这甜糕里放了好几种花,又加入了蜂蜜,融合起来竟也清甜不腻,确实是她喜欢的。
“姐姐……”看她吃得满意,阿兰张张嘴,又欲言又止。
魏如青:“想说就说。”
“我看姐姐进门的时候,脸色不大好……是不是今天的事办得不顺利啊?”
阿兰小心翼翼地问。
魏如青笑笑:“还好,都妥了。你别瞎担心,我只是有些累了。”
她进门之时心情确有些低沉,是见到了齐靖的缘故。
其实,这一路走回来,她还是没有想明白,齐靖今天找她到底是为了什么。
如果当真是为了羞辱她,当众羞辱岂不更好,又何必把她喊进雅间单独说话。
阿兰哪里晓得她心里在郁闷些什么,自顾自道:“我不知道姐姐从前过得那么不如意,一直以来老是依赖姐姐,给姐姐添麻烦。”
魏如青摸了摸她沮丧的脑袋:“这有什么麻烦不麻烦的。”
阿兰:“我时常自苦,老是觉得这日子不如意。可是和姐姐比起来,我这点苦根本不算什么。姐姐今天不在,我午觉根本没有睡着……我就躺在床上想啊想……姐姐能够趟过泥泞,越过越好,我也可以的!”

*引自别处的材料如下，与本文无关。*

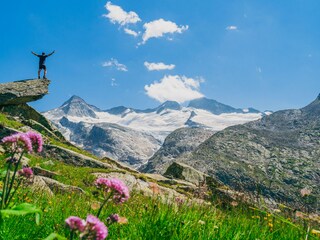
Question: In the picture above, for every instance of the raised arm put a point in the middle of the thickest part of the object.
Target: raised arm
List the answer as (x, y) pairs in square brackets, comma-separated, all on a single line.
[(51, 53), (34, 54)]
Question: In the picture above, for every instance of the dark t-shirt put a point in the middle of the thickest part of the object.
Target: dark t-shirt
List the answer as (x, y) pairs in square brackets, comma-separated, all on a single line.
[(42, 59)]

魏如青被这番话说得心情大好:“哟!我们阿兰长大了呀,都会给自己攒劲儿了!”
阿兰认真地点头:“嗯!我会像姐姐一样勇敢,快快成长起来的!以后只要有我在,绝不许任何人欺负姐姐。”
她说得跟发誓似的,眼神无比的坚定。
魏如青被逗乐了,抱住她的肩膀,把她往床边推:“你呀,还是先把觉睡好,长长身量要紧。一个小丫头片子,谁怕你呀。”
阿兰一屁股坐在床沿,吐吐舌头:“那我睡了啊。姐姐也早点休息,我今天就不去挤你的床了。”
这天晚上,阿兰没有来打扰,可魏如青许久都睡不着。
屋外风雨大作,闷雷声声。她只要合上眼,就会看见齐靖那张阴魂不散的脸。
这世上,伤她最深的就是齐靖。
她曾经那么的爱他,即便再嫁了三年,心里头依然对他存有某种期许。
可齐靖的无情,使她的期许显得像个巨大的笑话。
今儿她为小姑姑迁了坟,她以为自己的生活掀开了崭新的一页,却在当天晚上,就被蛮横地打破憧憬。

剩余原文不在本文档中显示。